This man is curious. He says to the young woman, "What are you reading?"
"It is about Russia," says the girl.
"Do you know where Russia is?" He hardly knows himself.
The young woman looks straight at him, full of dignity, though her eyes are red from dust, "I was best in the class. My teacher said I was best."
The young woman resumes her reading. She wants to get to the end of the paragraph.
The Indian looks at the two little children and reaches for some Fanta, but the mother says, "Fanta makes them thirstier."

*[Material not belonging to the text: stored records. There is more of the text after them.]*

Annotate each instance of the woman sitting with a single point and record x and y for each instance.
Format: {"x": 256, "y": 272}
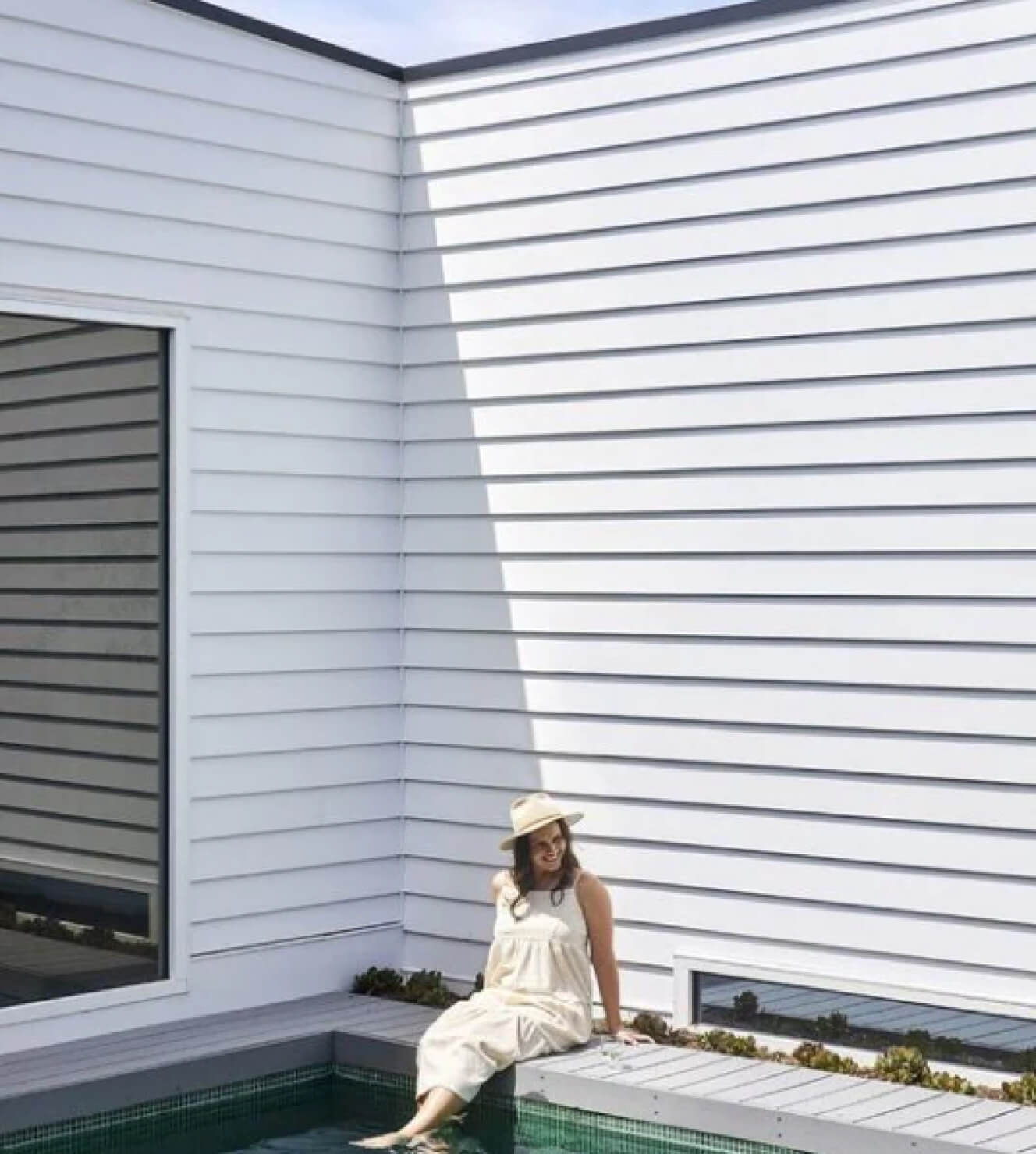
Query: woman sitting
{"x": 553, "y": 922}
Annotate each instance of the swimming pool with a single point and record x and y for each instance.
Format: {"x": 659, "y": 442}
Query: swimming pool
{"x": 320, "y": 1110}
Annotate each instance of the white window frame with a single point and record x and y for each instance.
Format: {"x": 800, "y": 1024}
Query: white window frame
{"x": 106, "y": 311}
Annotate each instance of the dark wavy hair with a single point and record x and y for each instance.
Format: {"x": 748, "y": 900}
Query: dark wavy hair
{"x": 522, "y": 872}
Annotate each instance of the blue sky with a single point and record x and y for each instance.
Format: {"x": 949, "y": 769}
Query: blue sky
{"x": 416, "y": 31}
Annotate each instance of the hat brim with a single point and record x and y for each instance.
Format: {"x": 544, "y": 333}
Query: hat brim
{"x": 569, "y": 818}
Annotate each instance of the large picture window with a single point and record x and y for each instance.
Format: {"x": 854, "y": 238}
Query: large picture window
{"x": 82, "y": 657}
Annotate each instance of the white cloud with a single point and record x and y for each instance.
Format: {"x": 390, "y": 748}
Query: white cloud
{"x": 413, "y": 31}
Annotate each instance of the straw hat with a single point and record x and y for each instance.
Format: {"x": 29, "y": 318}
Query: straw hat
{"x": 533, "y": 812}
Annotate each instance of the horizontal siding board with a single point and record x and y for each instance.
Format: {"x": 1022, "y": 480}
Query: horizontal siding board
{"x": 274, "y": 612}
{"x": 80, "y": 541}
{"x": 177, "y": 74}
{"x": 296, "y": 534}
{"x": 905, "y": 126}
{"x": 197, "y": 286}
{"x": 286, "y": 376}
{"x": 194, "y": 118}
{"x": 892, "y": 621}
{"x": 41, "y": 797}
{"x": 688, "y": 780}
{"x": 271, "y": 891}
{"x": 69, "y": 669}
{"x": 293, "y": 652}
{"x": 723, "y": 106}
{"x": 676, "y": 66}
{"x": 73, "y": 835}
{"x": 875, "y": 353}
{"x": 850, "y": 531}
{"x": 935, "y": 259}
{"x": 306, "y": 769}
{"x": 668, "y": 915}
{"x": 726, "y": 236}
{"x": 289, "y": 850}
{"x": 884, "y": 399}
{"x": 74, "y": 575}
{"x": 236, "y": 412}
{"x": 119, "y": 374}
{"x": 740, "y": 318}
{"x": 236, "y": 695}
{"x": 126, "y": 22}
{"x": 903, "y": 843}
{"x": 250, "y": 493}
{"x": 758, "y": 703}
{"x": 780, "y": 879}
{"x": 781, "y": 747}
{"x": 101, "y": 706}
{"x": 761, "y": 199}
{"x": 211, "y": 164}
{"x": 973, "y": 484}
{"x": 768, "y": 576}
{"x": 300, "y": 922}
{"x": 965, "y": 667}
{"x": 271, "y": 733}
{"x": 55, "y": 861}
{"x": 79, "y": 446}
{"x": 82, "y": 510}
{"x": 314, "y": 456}
{"x": 208, "y": 223}
{"x": 951, "y": 440}
{"x": 137, "y": 777}
{"x": 83, "y": 607}
{"x": 214, "y": 818}
{"x": 252, "y": 573}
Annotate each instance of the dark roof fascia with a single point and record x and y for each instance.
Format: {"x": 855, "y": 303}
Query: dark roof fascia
{"x": 269, "y": 31}
{"x": 540, "y": 50}
{"x": 609, "y": 37}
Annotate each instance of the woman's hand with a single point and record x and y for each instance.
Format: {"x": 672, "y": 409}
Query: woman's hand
{"x": 633, "y": 1038}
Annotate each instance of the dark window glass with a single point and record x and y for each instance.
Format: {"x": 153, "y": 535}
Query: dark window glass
{"x": 82, "y": 657}
{"x": 865, "y": 1023}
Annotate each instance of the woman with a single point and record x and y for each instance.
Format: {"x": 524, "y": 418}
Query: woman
{"x": 553, "y": 923}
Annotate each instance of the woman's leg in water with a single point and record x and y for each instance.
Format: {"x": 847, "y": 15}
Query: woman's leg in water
{"x": 438, "y": 1106}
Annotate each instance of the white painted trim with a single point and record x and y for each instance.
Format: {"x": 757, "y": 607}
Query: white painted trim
{"x": 686, "y": 965}
{"x": 111, "y": 311}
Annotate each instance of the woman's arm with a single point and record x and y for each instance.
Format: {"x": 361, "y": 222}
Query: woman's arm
{"x": 597, "y": 910}
{"x": 600, "y": 925}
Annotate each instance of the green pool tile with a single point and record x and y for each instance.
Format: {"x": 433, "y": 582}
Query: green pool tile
{"x": 177, "y": 1113}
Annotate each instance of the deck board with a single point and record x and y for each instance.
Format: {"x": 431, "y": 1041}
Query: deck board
{"x": 804, "y": 1110}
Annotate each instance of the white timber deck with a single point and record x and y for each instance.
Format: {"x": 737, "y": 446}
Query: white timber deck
{"x": 802, "y": 1110}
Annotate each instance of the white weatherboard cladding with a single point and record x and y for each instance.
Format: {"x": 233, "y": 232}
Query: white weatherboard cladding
{"x": 718, "y": 376}
{"x": 151, "y": 158}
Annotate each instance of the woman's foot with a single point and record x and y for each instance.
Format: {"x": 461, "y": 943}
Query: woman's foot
{"x": 382, "y": 1142}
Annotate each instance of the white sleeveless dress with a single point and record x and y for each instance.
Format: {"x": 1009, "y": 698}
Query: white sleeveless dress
{"x": 537, "y": 999}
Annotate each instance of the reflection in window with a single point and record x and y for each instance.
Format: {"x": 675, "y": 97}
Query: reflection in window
{"x": 865, "y": 1023}
{"x": 82, "y": 672}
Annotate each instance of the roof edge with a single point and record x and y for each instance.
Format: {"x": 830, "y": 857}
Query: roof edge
{"x": 286, "y": 36}
{"x": 609, "y": 37}
{"x": 539, "y": 50}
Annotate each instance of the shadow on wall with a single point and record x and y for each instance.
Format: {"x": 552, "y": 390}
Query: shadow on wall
{"x": 469, "y": 741}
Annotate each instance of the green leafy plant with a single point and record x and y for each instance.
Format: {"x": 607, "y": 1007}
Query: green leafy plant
{"x": 903, "y": 1064}
{"x": 725, "y": 1042}
{"x": 951, "y": 1084}
{"x": 378, "y": 982}
{"x": 818, "y": 1057}
{"x": 427, "y": 988}
{"x": 655, "y": 1026}
{"x": 1022, "y": 1091}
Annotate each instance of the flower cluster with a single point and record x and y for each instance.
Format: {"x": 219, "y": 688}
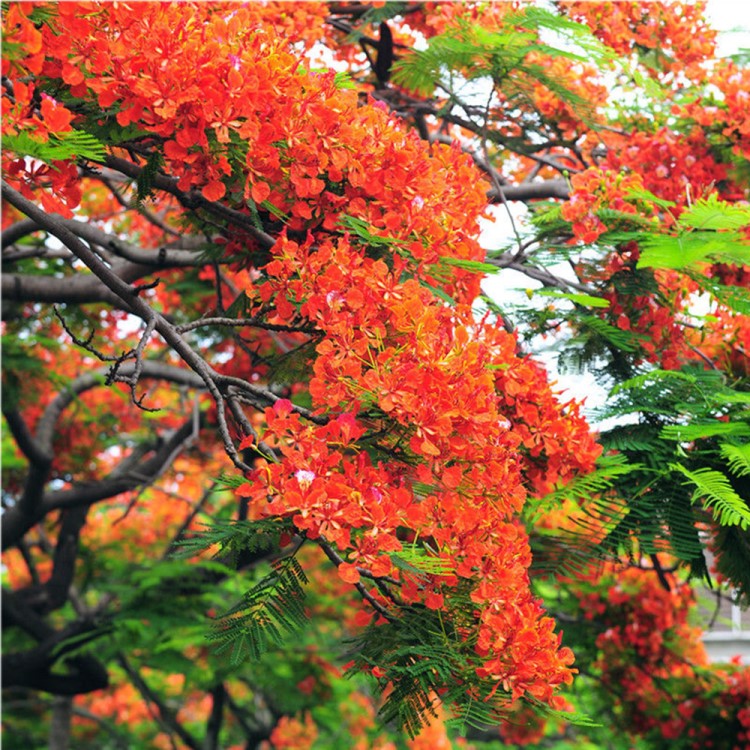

The Indian knows he shouldn’t do this but he reaches down to a great plastic container beside him, behind the counter, and pours out two mugs of water, which he hands to the children. He watches while the girl looks at her children drinking, her mouth moving. He gives her a mug of water. It hurts him to see her drinking it, so painfully thirsty is she.
Now she hands him her own plastic water container, which he fills. The young woman and the children watch him closely so that he doesn’t spill any.
She is bending again over the book. She reads slowly. The paragraph fascinates her and she reads it again.
"Varenka, with her white kerchief over her black hair, surrounded by the children and gaily and good-humouredly busy with them, and at the same visibly excited at the possibility of an offer of marriage from a man she cared for, looked very attractive. Koznyshev walked by her side and kept casting admiring glances at her. Looking at her, he recalled all the delightful things he had heard from her lips, all the good he knew about her, and became more and more conscious that the feeling he had for her was something rare, something he had felt but once before, long, long ago, in his early youth. The joy of being near her increased step by step, and at last reached such a point that, as he put a huge birch mushroom with a slender stalk and up-curling top into her basket, he looked into her eyes and, noting the flush of glad and frightened agitation that suffused her face, he was confused himself, and in silence gave her a smile that said too much."
This lump of print is lying on the counter, together with some old copies of magazines, some pages of newspapers with pictures of girls in bikinis.
It is time for the woman to leave the haven of the Indian store, and set off back along the four miles to her village. Outside, the lines of waiting women clamour and complain. But still the Indian lingers. He knows what it will cost this girl – going back home, with the two clinging children. He would give her the piece of prose that so fascinates her, but he cannot really believe this splinter of a girl with her great belly can really understand it.
Why is perhaps a third of Anna Karenin here on this counter in a remote Indian store? It is like this.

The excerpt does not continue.